Rutherford backscattering experiments are carried out at the accelerator 3MV Tandetron 4130 MC +(HC) using 4He2+ ions with an energy of 2 MeV. The measurements employ the standard IBM scattering configuration, where the incident beam, surface normal and detected beam are all coplanar. The angle between the incident beam and surface normal is 40°; the detector is 10° closer to the surface normal. The sample is tilted to increase the effective thickness of the film.

Magnetism and electron transport

Magnetic properties of the films are determined with MPMS XL-7 Superconducting Quantum Interference Device (Quantum Design). The samples are mounted in plastic straws orienting the surface of the film with respect to the applied magnetic field with accuracy better than 2°. The measurements are carried out using the reciprocating sample option (RSO).

The measured films are extremely thin. At this featherweight level, the contribution to the signal from the Si substrate cannot be neglected. We use two approaches to extract the FM moment MFM. One approach is to subtract the diamagnetic moment of the Si substrate, measured in a separate experiment; then, the low-temperature moment is shifted by subtracting its value at 100 K. An alternative is to remove all contributions linear in magnetic field. We take measurements at some field H′ high enough that the FM contribution is saturated and small but the other contributions are far from saturation. Then, the FM moment is estimated as

$$M_{\mathrm{FM}}\left( H \right) = M\left( H \right) - M\left( {H\prime } \right)\frac{H}{{H\prime }} \cdot$$

The two schemes provide similar results. It proves the self-consistency and correctness of the subtraction. It is important that the presented remnant moments and difference between FC and ZFC curves do not depend on the subtraction. The FM moments are observed already in tiny magnetic fields where the subtracted contribution is very small. Also, the substrate susceptibility in the region of T between 20 K and 50 K (embracing all \(T_{\mathrm{C}}^ \ast\)) is constant which means that the subtraction does not affect the shape of the M(T) curves.

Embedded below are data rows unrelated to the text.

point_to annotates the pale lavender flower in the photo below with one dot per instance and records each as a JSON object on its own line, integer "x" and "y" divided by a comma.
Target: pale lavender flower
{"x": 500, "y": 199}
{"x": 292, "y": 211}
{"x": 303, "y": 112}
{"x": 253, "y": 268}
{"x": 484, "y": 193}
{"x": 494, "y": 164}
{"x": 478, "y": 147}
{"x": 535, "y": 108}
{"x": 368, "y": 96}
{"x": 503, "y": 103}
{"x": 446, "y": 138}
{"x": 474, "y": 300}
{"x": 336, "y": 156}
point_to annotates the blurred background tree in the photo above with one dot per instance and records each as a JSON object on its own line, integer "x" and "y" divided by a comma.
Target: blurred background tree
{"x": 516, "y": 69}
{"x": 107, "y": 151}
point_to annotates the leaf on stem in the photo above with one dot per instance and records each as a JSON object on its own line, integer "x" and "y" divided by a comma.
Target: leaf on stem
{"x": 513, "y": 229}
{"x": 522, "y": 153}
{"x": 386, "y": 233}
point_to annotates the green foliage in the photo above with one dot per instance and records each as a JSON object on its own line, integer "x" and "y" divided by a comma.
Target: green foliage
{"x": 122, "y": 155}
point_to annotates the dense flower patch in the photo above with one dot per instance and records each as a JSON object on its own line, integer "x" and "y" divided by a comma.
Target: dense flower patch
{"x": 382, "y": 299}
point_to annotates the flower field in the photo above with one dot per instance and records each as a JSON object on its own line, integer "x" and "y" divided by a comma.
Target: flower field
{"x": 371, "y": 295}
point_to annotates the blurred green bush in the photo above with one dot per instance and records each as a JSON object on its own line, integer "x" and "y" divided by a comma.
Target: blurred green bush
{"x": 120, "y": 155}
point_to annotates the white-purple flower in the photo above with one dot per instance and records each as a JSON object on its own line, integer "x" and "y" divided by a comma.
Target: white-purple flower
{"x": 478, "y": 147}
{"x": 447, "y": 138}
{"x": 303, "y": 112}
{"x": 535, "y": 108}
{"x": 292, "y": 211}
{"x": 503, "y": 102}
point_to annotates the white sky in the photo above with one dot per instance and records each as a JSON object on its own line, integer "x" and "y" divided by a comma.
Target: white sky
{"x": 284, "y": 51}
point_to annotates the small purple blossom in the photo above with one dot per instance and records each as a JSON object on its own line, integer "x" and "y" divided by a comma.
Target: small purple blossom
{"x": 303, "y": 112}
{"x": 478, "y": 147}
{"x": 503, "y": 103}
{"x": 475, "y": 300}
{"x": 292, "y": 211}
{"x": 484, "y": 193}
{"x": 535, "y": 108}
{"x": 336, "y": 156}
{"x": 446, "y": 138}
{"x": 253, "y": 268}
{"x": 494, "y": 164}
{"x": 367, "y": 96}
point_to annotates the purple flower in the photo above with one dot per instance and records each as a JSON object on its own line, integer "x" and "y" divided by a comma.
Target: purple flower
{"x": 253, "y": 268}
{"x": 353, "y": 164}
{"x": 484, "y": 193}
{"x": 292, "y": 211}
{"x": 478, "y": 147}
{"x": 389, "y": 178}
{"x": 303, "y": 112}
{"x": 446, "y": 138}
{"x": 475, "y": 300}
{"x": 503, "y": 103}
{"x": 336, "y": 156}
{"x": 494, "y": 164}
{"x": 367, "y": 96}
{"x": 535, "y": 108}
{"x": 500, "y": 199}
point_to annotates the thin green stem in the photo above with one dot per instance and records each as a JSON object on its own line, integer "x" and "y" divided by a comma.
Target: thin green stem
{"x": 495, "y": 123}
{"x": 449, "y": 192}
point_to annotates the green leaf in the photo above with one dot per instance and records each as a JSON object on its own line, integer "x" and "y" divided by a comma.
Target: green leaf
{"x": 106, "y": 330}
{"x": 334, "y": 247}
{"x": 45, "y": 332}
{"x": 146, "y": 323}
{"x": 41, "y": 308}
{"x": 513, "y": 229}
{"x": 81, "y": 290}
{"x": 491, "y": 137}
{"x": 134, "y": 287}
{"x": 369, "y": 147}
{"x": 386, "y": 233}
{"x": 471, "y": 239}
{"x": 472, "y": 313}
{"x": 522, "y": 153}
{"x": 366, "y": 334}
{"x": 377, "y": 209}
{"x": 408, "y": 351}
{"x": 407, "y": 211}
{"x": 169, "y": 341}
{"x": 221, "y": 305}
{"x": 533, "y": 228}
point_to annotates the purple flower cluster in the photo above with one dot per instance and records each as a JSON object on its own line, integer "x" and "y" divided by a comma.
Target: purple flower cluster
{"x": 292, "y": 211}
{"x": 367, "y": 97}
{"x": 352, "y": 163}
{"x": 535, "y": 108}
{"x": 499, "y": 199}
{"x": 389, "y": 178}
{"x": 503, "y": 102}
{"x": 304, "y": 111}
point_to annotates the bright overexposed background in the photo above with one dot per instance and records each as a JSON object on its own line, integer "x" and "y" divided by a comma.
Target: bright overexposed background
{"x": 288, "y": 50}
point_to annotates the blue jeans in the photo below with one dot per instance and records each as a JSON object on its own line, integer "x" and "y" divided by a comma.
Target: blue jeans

Transport measurements of the resistivity and Hall effect are carried out in the van der Pauw configuration using Lake Shore 9709 A Hall effect measurement system. In all cases, square samples are cut to a lateral dimension around 5 mm. Ohmic contacts to the films are made by placing an Ag–Sn–Ga alloy on each terminal.

Data availability

The data that support the findings of this study are available from the corresponding author upon reasonable request.